Stefon Diggs’ viral video marks first questionable moment for Mike Vrabel’s Patriots
The honeymoon ended with a boat party.
Answering questions about how Stefon Diggs cuts loose on the high seas is definitely not how Patriots coach Mike Vrabel wanted to start the second OTA (Organized Team Activity) open to the media, but there he was, visibly cross before Wednesday’s practice.
A video made the rounds on social media this week showing the Patriots wide receiver on a boat with several women in bikinis. That’s fine, unless you’re a complete prude. What’s lit the internet ablaze with speculation is an unidentified pink substance Diggs appears to distribute from his hand.
“Obviously, we want to make great decisions on and off the field. We're hoping that with our time here on the field today, that when we don't have a script and we're on the call periods, that we're making great decisions. The message will be the same for all our players, that we're trying to make great decisions,” Vrabel said in response to questions about the video. “Any conversations that I've had with Stefon will remain between him, I and the club.”
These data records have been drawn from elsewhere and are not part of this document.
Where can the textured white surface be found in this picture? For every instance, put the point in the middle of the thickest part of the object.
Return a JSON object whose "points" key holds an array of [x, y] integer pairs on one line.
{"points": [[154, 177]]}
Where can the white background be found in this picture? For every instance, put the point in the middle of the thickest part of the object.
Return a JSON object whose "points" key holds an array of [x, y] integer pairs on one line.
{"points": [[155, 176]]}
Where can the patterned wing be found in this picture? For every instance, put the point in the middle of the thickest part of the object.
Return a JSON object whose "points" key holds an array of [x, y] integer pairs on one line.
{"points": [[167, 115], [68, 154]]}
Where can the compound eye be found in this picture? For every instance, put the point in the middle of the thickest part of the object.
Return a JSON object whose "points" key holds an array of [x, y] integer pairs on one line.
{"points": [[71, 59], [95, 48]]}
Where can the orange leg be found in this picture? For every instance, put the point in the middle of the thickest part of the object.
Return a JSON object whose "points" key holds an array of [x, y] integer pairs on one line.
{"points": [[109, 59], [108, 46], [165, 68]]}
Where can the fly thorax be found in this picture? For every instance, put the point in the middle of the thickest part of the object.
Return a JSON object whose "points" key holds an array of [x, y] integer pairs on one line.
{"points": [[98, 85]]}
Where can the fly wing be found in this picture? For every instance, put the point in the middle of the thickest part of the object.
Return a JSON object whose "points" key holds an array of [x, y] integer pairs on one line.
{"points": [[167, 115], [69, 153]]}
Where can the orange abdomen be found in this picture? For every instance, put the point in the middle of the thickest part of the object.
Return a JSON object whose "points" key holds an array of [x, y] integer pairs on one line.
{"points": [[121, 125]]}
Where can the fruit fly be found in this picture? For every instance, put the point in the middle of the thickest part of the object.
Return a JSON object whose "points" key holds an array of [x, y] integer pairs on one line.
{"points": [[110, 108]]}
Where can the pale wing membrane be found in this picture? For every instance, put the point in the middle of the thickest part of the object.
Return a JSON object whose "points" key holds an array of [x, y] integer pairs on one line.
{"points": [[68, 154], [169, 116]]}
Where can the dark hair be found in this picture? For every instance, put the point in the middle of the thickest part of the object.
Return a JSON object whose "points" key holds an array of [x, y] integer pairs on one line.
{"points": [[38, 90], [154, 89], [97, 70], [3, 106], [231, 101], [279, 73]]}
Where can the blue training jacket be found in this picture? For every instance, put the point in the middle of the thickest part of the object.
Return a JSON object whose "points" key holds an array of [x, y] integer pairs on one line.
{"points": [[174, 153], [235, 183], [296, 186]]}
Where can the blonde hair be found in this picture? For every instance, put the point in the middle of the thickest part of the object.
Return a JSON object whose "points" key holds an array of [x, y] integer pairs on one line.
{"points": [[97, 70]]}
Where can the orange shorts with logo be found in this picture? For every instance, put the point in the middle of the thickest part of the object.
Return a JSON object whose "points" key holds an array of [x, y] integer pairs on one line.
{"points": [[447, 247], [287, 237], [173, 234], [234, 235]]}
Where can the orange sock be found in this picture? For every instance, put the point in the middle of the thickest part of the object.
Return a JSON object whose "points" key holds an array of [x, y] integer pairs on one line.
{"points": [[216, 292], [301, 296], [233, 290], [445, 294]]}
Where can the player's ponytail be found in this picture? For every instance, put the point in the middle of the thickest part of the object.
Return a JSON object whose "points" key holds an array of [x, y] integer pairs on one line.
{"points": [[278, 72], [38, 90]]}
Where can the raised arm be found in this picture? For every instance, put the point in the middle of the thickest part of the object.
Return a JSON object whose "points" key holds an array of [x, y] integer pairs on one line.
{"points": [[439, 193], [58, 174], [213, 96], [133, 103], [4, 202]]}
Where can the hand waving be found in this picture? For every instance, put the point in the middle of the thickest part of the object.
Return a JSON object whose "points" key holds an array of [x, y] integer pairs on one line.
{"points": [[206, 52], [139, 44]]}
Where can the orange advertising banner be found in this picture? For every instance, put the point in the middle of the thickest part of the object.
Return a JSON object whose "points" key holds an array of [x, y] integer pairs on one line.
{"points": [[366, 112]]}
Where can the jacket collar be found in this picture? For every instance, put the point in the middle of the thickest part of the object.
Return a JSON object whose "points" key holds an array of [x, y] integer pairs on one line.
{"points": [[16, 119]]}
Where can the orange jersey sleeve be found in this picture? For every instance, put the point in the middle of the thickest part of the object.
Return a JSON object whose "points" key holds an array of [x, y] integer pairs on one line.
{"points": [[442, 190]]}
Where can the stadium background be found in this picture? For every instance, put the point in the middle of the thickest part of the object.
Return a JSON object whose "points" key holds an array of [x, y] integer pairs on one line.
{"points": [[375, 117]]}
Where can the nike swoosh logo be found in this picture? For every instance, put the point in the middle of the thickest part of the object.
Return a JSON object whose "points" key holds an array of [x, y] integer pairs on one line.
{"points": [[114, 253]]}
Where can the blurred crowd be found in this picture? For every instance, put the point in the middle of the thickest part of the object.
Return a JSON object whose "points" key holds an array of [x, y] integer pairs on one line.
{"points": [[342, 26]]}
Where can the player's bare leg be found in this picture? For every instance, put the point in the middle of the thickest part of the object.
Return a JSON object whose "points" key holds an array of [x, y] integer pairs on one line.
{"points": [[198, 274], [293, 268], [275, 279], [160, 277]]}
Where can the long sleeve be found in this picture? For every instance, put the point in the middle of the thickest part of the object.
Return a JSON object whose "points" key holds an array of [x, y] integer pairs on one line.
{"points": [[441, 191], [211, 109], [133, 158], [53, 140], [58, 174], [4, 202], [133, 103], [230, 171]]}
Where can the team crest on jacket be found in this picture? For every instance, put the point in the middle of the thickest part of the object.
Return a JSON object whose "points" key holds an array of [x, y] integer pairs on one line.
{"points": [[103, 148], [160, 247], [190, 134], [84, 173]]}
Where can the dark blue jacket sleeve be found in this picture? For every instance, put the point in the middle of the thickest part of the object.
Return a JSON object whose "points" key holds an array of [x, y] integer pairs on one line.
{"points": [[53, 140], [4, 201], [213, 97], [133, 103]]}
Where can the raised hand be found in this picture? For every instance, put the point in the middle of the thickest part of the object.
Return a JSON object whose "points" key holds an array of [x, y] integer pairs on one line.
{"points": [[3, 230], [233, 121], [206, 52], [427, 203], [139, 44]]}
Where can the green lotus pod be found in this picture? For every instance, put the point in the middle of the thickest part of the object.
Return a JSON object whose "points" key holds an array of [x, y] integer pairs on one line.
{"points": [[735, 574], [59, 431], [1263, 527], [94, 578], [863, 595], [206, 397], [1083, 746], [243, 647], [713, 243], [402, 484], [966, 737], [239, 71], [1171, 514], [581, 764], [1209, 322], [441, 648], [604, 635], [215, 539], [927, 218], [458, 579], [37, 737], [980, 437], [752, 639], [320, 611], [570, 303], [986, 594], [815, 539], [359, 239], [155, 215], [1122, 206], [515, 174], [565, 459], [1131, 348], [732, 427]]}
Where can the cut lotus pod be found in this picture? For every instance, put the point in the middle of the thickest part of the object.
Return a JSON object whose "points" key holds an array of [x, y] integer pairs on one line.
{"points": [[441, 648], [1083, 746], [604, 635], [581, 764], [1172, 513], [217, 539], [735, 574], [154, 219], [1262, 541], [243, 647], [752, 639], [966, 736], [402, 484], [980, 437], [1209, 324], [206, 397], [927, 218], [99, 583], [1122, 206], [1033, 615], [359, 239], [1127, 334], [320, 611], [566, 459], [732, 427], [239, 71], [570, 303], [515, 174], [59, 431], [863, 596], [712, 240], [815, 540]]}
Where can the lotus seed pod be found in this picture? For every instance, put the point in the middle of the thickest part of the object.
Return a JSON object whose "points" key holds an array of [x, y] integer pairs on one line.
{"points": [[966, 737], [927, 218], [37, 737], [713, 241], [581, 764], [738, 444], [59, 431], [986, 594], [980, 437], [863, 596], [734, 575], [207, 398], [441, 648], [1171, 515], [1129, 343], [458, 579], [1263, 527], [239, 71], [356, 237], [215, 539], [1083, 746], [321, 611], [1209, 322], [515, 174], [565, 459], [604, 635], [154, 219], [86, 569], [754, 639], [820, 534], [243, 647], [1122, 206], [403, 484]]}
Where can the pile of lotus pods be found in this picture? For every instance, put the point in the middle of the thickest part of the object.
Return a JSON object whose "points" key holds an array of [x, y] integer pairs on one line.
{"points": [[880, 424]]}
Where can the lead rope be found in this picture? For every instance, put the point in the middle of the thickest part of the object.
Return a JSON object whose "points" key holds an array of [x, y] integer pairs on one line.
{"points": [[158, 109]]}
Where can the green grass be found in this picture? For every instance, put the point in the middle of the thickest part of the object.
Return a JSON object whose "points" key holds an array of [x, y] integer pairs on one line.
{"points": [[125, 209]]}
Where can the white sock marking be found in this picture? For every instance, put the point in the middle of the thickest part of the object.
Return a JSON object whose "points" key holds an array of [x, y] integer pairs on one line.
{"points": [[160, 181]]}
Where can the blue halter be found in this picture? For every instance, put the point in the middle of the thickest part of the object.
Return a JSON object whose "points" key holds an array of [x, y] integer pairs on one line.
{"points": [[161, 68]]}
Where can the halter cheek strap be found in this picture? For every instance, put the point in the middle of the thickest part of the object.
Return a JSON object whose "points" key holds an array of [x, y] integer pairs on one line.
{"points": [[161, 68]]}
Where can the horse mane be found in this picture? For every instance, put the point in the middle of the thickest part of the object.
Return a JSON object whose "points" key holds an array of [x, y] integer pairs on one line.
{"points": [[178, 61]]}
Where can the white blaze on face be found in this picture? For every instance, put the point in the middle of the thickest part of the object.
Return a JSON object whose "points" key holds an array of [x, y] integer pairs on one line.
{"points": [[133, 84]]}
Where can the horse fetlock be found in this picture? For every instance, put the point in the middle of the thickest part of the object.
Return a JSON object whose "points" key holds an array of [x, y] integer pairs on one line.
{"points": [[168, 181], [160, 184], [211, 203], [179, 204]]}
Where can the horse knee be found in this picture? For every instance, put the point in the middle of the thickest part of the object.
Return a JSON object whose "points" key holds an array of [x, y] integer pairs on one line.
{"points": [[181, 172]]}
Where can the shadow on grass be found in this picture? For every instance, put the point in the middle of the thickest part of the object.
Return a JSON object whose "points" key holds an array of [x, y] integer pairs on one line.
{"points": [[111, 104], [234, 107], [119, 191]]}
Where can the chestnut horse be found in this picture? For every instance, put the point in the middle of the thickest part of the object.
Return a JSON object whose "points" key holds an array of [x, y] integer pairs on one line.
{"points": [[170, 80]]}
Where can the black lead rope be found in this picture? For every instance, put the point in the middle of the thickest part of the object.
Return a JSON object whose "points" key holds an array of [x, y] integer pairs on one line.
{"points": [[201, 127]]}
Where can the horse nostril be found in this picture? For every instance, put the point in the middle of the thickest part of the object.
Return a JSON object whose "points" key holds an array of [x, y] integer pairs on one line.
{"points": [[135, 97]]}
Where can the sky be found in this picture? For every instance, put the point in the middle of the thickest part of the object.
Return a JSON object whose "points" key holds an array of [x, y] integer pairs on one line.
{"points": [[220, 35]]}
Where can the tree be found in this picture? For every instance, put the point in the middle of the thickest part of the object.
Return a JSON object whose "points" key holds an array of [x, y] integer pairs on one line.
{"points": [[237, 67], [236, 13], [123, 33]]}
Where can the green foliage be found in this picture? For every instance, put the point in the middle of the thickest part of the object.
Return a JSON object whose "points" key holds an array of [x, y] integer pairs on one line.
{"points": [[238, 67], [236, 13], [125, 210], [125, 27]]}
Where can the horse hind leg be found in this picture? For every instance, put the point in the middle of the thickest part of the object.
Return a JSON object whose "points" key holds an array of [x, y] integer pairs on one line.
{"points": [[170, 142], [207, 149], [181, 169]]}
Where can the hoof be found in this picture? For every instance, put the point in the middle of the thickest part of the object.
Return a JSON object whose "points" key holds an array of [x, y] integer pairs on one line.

Diggs wasn’t at practice. That’s not unusual – he wasn’t present during the first OTA open to media, and receiver Kayshon Boutte confirmed his process rehabilitating his torn ACL from last season has kept him away from the facility during much of the offseason.
“He hasn’t been here much, but we talk to him every time he comes,” Boutte said after Wednesday’s practice.
So, how big of a deal is Diggs’ video? It rises to the level of, “not a good look,” and it’s the first instance that takes the shine off Vrabel’s Patriot Way 2.0.
It’s not as though past Patriots teams haven’t had their own…embarrassing incidents, (see Chandler Jones, 2016 for reference). But up until this point, Vrabel has been praised every step of the offseason, from free agency to his own leaked video of a team meeting in which he lays out the expectations for behavior around Gillette Stadium.
And let’s be clear, Diggs’ signing was a big part of Vrabel’s celebrated free agency moves. Even in his early 30s and coming off an injury, Diggs is the first bona fide weapon New England’s had since Julian Edelman.
Facing the incident, Vrabel carried himself with a demeaner very familiar to reporters in Foxborough. When asked whether he’s talked to Diggs since the video’s release, the coach answered, “I talk to our players every single day, the ones that are here and the ones that aren't.”
So he wants to keep family business in the family. That’s smart. It’s still possible there will be some innocuous explanation for the suspicious-looking scene.
In the meantime, from the outside, it looks like the Patriots’ second-biggest signing of 2025 exercised poor judgement – or at the very least, carelessness, in this situation.
While it’s practically impossible to prove that Diggs had and was giving out an elicit substance, it matters less than in past years from a punitive perspective. Last December, the NFL introduced a new substance abuse policy that lowered fines on banned recreational substances, among other more relaxed changes. It’s unlikely Diggs gets any meaningful punishment from the league, even if the substance was nefarious.
The real fallout from the clip is public perception. It opens the door to questions about Diggs’ perspective at 31 years old, and the sturdiness of the cultural foundation which Vrabel has lain. If all else goes well this year, this whole ordeal will be a punchline by Christmas. But right now, it’s just embarrassing.